Question

How do you verify $ {\sec ^2}\left( {\dfrac{\pi }{2} - x} \right) - 1 = {\cot ^2}x? $

Answer 1

Hint: We shall solve the above question with the help of one of the three Pythagorean trigonometric identities: $ {\tan ^2}\theta + 1 = {\sec ^2}\theta $ .
Pythagorean identities:
\[
  {\sin ^2}\theta + {\cos ^2}\theta = 1 \\
  1 + {\tan ^2}\theta = {\sec ^2}\theta \\
  1 + {\cot ^2}\theta = {\csc ^2}\theta \;
 \]

Complete step by step solution:
The given question is to verify $ {\sec ^2}\left( {\dfrac{\pi }{2} - x} \right) - 1 = {\cot ^2}x $ .
To prove this, let us first prove the Pythagorean trigonometric identity $ {\tan ^2}\theta + 1 = {\sec ^2}\theta $ .
Consider the below diagram where the point $ (x,y) $ defines an angle $ \theta $ at the origin and $ r $ is the distance from the origin to the point $ (x,y) $ .
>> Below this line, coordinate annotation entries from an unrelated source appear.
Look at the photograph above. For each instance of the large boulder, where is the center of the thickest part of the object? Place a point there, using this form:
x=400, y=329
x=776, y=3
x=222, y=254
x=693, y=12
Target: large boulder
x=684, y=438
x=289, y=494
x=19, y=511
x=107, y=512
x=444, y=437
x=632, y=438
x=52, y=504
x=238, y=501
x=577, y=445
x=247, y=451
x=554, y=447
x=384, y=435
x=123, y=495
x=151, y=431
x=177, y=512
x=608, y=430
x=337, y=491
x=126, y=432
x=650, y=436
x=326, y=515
From the above diagram, we can make use of Pythagoras’ theorem to obtain
 $ {y^2} + {x^2} = {r^2} $
Divide throughout by $ {r^2} $ ,
 $ \Rightarrow \dfrac{{{y^2}}}{{{r^2}}} + \dfrac{{{x^2}}}{{{r^2}}} = 1 $
We know that from the diagram,
 $ \dfrac{{{y^2}}}{{{r^2}}} = {\sin ^2}\theta $ and $ \dfrac{{{x^2}}}{{{r^2}}} = {\cos ^2}\theta $
Hence, the expression becomes,
 $ {\sin ^2}\theta + {\cos ^2}\theta = 1 $ , this is an important identity.
Now, let us divide throughout by $ {\cos ^2}\theta $
\[ \Rightarrow \dfrac{{{{\sin }^2}\theta }}{{{{\cos }^2}\theta }} + \dfrac{{{{\cos }^2}\theta }}{{{{\cos }^2}\theta }} = \dfrac{1}{{{{\cos }^2}\theta }}\]
On further simplification we get,
 $ {\tan ^2}\theta + 1 = {\sec ^2}\theta $
Let us replace $ \theta $ by $ \dfrac{\pi }{2} - x $
 $ \Rightarrow {\tan ^2}\left( {\dfrac{\pi }{2} - x} \right) + 1 = {\sec ^2}\left( {\dfrac{\pi }{2} - x} \right) $
Subtracting $ 1 $ from both the sides
 $ \Rightarrow {\tan ^2}\left( {\dfrac{\pi }{2} - x} \right) = {\sec ^2}\left( {\dfrac{\pi }{2} - x} \right) - 1 $
We know that $ \tan \left( {\dfrac{\pi }{2} - \theta } \right) = \cot \theta $
Hence, $ {\sec ^2}\left( {\dfrac{\pi }{2} - x} \right) - 1 = {\cot ^2}x $

Note: Trigonometric identities used in the above solutions are Reciprocal identities, Pythagorean identities and Quotient identities. These identities are given below:
Reciprocal identities:
 $
  \sin \theta = \dfrac{1}{{\csc \theta }} \\
  \cos \theta = \dfrac{1}{{\sec \theta }} \\
  \tan \theta = \dfrac{1}{{\cot \theta }} \;
 $
Pythagorean identities:
\[
  {\sin ^2}\theta + {\cos ^2}\theta = 1 \\
  1 + {\tan ^2}\theta = {\sec ^2}\theta \\
  1 + {\cot ^2}\theta = {\csc ^2}\theta \;
 \]
Quotient identities:
 $
  \dfrac{{\sin \theta }}{{\cos \theta }} = \tan \theta \\
  \dfrac{{\cos \theta }}{{\sin \theta }} = \cot \theta \;
 $
There are two more identities other than these. They are Cofunction identities and Even Odd identities.
 $ \bullet $ Learn these formulas that are given above well, so that it will be easier to recognize what procedure and steps are followed in solving such questions.
 $ \bullet $ First, simplify the most complex side so that it has the same form as the simplest side.
That is, first start simplifying on one side and make it look like the other side.
 $ \bullet $ If the given question contains a squared term, then we make use of one of the Pythagorean identities which was mentioned earlier.